Assédio Assim como na presença em um corpo que fala e dita suas próprias regras, mulheres subiram o tom no discurso contra o assédio e a violência este ano  com a campanha “Tira a mão: é hora de dar um basta”. A tentativa foi chamar a atenção para comportamentos naturalizados pelos homens no carnaval, como agarrar à força, roubar beijo ou encostar sem consentimento.


A luta daqui em diante é para que a denúncia seja mais fácil, com postos de atendimento exclusivos para essa finalidade e menos burocracia. “Só houve registro de um boletim de ocorrência.

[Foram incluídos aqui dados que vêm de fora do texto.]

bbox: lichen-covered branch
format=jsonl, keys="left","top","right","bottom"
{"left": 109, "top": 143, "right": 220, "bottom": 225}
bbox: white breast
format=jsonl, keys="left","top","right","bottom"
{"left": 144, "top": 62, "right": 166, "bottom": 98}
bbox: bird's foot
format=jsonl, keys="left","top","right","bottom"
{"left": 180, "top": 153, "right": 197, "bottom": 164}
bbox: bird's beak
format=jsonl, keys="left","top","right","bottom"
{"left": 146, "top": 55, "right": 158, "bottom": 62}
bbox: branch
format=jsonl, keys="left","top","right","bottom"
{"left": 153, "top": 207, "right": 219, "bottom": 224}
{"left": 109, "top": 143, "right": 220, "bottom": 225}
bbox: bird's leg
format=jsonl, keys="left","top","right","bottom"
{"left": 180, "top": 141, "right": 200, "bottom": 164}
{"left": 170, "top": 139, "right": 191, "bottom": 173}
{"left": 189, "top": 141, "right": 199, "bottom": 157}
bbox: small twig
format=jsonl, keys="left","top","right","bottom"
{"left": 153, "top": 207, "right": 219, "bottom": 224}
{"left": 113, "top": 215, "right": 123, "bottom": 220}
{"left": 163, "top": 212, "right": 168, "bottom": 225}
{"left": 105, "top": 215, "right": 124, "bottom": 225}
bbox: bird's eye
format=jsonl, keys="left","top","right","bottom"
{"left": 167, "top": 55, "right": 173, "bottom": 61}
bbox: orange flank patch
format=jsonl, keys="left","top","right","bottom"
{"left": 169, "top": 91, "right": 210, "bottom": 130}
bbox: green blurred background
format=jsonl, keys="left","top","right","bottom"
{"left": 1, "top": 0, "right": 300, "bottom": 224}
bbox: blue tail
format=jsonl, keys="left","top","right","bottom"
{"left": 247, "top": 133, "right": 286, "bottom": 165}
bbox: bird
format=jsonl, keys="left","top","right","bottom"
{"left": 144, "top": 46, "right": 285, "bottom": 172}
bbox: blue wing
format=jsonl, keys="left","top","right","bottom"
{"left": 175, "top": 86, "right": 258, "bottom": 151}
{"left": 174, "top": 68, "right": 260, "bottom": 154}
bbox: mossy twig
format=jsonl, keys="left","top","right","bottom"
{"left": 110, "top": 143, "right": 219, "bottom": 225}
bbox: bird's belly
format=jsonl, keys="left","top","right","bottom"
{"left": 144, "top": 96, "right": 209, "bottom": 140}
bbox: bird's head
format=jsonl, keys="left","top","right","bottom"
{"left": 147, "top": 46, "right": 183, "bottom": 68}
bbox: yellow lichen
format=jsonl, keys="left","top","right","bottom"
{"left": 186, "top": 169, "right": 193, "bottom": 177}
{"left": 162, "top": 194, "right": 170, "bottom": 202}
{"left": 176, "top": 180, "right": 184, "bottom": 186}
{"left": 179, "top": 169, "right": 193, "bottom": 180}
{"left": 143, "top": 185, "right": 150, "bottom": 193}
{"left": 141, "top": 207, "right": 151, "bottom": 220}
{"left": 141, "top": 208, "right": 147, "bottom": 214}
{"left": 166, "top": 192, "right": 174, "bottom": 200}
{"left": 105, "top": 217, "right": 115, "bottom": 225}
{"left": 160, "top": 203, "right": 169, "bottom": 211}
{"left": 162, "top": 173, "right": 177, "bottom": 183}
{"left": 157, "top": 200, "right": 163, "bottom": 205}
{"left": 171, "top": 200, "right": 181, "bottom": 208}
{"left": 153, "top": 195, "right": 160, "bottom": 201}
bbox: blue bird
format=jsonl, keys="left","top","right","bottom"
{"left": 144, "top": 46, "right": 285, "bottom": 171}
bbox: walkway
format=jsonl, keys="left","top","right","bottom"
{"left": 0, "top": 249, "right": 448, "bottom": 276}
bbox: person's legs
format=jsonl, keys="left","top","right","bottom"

Esse número não assusta ninguém. Vamos fazer pressão para que viabilize uma forma melhor para denunciar”, reforça uma das idealizadoras da campanha, Renata Chamilet, do grupo As minas do Carnaval de Belô.

Apesar de uma única denúncia, o grito contra o assédio foi alto, que o diga a regente do naipe de timbau do bloco Juventude Bronzeada, Marcela Linhares. Ela interrompeu o desfile do bloco para protestar contra um caso de assédio relatado pelas foliãs. “Você que está aí do lado da Kombi agarrando mulher, para que está feio, para que isso é crime”, disse. O vídeo do manifesto de Marcela, gravado pelo Estado de Minas, teve quase 200 mil visualizações.

“Foi um momento em que perdi a paciência, porque já tinha ouvido relato de vários casos de assédio”, conta Marcela, que é uma das integrantes da campanha. “Isso faz parte de uma cultura patriarcal que não reconhece a mulher como dona do próprio corpo, do próprio destino e das próprias escolhas. É um caminho longo a se percorrer”, diz.